Thanks to Frans for the "flying stop" hint! With creeping speed at start and stop the results look fine.
You have to make sure that the revolution counter switch is pressed sufficiently long, e.g. half of the revolution. Otherwise the TXT might miss some revolutions counts. As Carel correctly stated the high/low times have to be longer than 10ms, … better more.
The program is available here: https://1drv.ms/u/s!AjSvbnB4EKxJmTw-2IY ... F?e=SZxdNa
If anyone is interested in the program, please give a short notice. I will add some documentation, do some further testing and upload it to the ftc download area.

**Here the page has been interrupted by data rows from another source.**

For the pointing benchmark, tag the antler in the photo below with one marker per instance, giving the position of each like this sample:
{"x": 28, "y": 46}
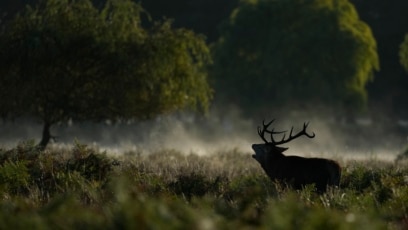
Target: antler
{"x": 265, "y": 129}
{"x": 283, "y": 141}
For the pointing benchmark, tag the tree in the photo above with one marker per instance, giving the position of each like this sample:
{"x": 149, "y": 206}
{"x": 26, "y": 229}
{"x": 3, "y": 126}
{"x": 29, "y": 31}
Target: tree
{"x": 295, "y": 52}
{"x": 68, "y": 60}
{"x": 388, "y": 21}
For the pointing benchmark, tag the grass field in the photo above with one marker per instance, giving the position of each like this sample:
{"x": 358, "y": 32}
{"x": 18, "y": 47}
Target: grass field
{"x": 84, "y": 188}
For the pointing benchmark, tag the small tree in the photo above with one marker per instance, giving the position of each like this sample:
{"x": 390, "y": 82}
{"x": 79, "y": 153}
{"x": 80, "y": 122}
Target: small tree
{"x": 68, "y": 60}
{"x": 404, "y": 53}
{"x": 295, "y": 52}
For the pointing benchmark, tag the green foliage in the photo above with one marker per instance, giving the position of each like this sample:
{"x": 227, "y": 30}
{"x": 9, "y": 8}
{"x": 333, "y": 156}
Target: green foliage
{"x": 69, "y": 60}
{"x": 302, "y": 53}
{"x": 81, "y": 187}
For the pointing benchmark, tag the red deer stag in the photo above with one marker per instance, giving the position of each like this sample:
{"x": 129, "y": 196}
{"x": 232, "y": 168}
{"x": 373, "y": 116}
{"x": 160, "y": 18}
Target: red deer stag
{"x": 294, "y": 170}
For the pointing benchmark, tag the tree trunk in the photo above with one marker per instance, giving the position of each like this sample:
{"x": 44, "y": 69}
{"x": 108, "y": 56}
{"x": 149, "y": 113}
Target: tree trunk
{"x": 46, "y": 137}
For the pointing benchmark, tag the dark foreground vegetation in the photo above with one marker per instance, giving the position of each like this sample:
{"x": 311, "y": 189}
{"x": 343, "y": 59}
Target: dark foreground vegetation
{"x": 84, "y": 188}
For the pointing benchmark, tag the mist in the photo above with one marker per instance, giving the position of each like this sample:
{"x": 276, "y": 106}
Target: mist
{"x": 217, "y": 133}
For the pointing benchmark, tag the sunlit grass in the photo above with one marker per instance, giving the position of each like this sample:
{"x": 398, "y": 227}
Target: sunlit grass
{"x": 80, "y": 187}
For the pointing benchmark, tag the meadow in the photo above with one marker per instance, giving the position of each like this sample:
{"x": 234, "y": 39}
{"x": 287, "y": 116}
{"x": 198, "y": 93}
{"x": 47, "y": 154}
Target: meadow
{"x": 85, "y": 188}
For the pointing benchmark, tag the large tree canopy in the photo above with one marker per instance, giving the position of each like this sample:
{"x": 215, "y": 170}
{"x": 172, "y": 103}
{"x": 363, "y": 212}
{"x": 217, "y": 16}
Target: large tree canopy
{"x": 295, "y": 52}
{"x": 69, "y": 60}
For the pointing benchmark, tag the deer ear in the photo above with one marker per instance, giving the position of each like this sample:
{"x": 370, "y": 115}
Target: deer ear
{"x": 282, "y": 149}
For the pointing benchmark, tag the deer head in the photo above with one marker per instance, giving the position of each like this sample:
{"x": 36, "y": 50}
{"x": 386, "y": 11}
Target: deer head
{"x": 295, "y": 171}
{"x": 270, "y": 150}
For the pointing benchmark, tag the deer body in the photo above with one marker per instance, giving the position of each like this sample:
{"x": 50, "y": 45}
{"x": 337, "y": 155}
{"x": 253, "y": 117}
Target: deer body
{"x": 294, "y": 170}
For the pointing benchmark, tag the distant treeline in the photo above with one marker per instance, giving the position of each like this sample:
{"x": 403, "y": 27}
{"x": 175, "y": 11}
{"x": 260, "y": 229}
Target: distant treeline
{"x": 388, "y": 21}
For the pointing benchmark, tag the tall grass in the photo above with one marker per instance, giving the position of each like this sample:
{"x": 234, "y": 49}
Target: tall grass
{"x": 84, "y": 188}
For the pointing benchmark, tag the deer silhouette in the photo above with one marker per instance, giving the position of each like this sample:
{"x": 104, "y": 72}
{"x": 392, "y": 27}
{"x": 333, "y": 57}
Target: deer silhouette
{"x": 294, "y": 171}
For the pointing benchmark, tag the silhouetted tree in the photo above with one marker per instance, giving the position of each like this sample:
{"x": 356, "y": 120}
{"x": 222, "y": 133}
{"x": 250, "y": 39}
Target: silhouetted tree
{"x": 297, "y": 53}
{"x": 68, "y": 60}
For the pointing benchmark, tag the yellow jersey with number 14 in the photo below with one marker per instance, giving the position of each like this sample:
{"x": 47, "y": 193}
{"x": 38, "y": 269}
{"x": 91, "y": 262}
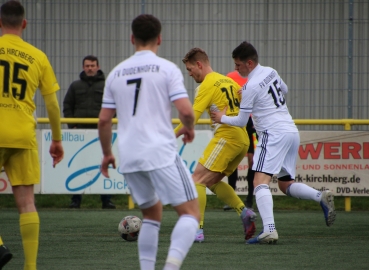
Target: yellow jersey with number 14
{"x": 23, "y": 69}
{"x": 215, "y": 93}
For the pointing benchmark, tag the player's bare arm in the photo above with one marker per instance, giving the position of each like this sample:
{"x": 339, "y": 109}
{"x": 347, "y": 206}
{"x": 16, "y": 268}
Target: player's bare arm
{"x": 105, "y": 133}
{"x": 56, "y": 149}
{"x": 187, "y": 117}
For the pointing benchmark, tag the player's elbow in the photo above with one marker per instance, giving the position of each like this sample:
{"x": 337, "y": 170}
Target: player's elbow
{"x": 187, "y": 117}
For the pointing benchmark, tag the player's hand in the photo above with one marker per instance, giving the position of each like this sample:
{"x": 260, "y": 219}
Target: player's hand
{"x": 216, "y": 117}
{"x": 56, "y": 151}
{"x": 188, "y": 134}
{"x": 106, "y": 161}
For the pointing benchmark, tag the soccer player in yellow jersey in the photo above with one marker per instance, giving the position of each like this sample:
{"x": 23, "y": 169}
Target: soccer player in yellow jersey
{"x": 229, "y": 144}
{"x": 23, "y": 69}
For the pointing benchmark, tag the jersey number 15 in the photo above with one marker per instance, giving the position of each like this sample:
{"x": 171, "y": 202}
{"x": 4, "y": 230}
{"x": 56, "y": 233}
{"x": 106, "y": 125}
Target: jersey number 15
{"x": 15, "y": 80}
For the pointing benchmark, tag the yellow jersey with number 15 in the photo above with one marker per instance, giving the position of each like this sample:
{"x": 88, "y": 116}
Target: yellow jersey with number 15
{"x": 23, "y": 69}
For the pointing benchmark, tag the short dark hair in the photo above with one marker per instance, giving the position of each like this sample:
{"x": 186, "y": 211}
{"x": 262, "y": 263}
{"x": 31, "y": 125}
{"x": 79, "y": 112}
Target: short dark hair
{"x": 196, "y": 54}
{"x": 12, "y": 14}
{"x": 91, "y": 58}
{"x": 245, "y": 51}
{"x": 145, "y": 28}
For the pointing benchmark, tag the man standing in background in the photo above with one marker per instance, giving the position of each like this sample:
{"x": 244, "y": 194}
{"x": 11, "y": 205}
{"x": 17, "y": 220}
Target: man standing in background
{"x": 23, "y": 69}
{"x": 83, "y": 100}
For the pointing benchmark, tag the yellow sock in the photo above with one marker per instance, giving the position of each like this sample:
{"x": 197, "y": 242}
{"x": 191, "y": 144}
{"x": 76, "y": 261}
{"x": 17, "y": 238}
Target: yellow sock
{"x": 227, "y": 194}
{"x": 201, "y": 191}
{"x": 30, "y": 227}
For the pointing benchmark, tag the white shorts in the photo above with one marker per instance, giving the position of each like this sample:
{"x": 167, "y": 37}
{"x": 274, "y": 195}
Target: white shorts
{"x": 171, "y": 185}
{"x": 277, "y": 153}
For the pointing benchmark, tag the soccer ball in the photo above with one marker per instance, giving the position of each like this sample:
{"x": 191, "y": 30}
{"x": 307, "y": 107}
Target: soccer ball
{"x": 129, "y": 228}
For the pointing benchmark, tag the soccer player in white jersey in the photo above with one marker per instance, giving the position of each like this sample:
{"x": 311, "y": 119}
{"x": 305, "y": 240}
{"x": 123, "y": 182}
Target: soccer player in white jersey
{"x": 277, "y": 148}
{"x": 141, "y": 90}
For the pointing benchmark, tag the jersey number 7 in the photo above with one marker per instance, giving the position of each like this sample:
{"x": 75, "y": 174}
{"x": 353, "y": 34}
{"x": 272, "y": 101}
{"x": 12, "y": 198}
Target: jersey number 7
{"x": 137, "y": 91}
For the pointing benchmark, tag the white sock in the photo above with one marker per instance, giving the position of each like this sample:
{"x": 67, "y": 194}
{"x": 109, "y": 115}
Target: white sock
{"x": 264, "y": 201}
{"x": 181, "y": 240}
{"x": 148, "y": 243}
{"x": 303, "y": 192}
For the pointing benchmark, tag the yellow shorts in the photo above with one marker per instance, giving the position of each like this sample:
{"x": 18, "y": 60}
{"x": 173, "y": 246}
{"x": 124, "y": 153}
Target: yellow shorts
{"x": 21, "y": 165}
{"x": 226, "y": 150}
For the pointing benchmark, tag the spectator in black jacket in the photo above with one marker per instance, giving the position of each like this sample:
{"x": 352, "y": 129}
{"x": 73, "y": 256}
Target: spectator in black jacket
{"x": 83, "y": 100}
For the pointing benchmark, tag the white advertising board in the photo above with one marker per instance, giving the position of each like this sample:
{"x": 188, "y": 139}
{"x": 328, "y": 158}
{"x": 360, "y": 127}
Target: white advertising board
{"x": 334, "y": 160}
{"x": 79, "y": 171}
{"x": 338, "y": 161}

I don't know if I understand you correctly here but I'm sure that the TX samples and updates the fast digital "C1"-"C4" inputs each time the TX OS runs the RoboPro code. The TX calls the RoboPro user code once per millisecond in offline mode. So it provides in fact a 1kHz sampling rate. On the TXT the Linux scheduler (round robin?) runs the RoboPro process with an average period of 10ms with large sporadic jitter, I've observed up to 50ms. And there is a data transfer penalty from the Cortex M3 to the Cortex A8 processor. Thus on the TXT RoboPro cannot keep up with the fast digital inputs.The fast counters are only working as fast counters in case of the enhanced used; the black box before the Transfer area. ...

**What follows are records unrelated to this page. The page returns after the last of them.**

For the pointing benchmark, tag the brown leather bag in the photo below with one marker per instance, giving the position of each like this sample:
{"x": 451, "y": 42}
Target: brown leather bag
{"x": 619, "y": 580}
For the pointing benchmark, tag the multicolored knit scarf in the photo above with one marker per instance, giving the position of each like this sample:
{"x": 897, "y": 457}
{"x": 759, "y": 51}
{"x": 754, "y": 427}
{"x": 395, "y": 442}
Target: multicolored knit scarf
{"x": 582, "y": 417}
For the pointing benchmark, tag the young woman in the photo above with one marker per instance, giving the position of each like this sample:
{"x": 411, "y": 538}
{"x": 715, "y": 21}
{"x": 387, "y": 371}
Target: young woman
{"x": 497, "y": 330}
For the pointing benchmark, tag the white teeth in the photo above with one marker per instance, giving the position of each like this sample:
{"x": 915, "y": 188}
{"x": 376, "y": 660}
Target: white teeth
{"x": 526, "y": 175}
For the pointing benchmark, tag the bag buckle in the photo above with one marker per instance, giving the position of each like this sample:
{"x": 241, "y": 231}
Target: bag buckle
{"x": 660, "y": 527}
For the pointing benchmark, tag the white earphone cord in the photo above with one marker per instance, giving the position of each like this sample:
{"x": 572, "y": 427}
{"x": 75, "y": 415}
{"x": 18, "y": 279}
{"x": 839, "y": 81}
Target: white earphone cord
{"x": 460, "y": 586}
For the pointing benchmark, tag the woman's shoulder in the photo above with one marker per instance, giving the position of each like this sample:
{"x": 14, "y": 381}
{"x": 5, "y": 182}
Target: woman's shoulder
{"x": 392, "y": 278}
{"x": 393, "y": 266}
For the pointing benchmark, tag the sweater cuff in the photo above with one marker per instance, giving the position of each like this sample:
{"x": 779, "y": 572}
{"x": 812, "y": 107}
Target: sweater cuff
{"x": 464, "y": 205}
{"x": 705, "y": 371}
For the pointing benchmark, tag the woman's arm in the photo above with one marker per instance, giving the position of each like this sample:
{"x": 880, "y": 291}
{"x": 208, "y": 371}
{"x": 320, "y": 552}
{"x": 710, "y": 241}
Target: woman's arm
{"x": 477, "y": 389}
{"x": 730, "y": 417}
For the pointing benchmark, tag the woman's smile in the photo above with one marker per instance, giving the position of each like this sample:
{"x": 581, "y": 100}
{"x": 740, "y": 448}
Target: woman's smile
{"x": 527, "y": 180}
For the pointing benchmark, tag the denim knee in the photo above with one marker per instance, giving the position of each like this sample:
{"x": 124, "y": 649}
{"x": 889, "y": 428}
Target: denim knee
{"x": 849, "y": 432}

The universal "I1" to "I2" inputs are read out by a multiplexed ADC and measurements are updated with a period of about 10ms.
Also here I'm a bit puzzled. Should I take a ruler to count the number of rotations? … Ah, I think Frans got it correctly, this setup realizes a reliability check.I was using 3 encoder motors both connected with long worms or long stud bolts (M4 1000mm).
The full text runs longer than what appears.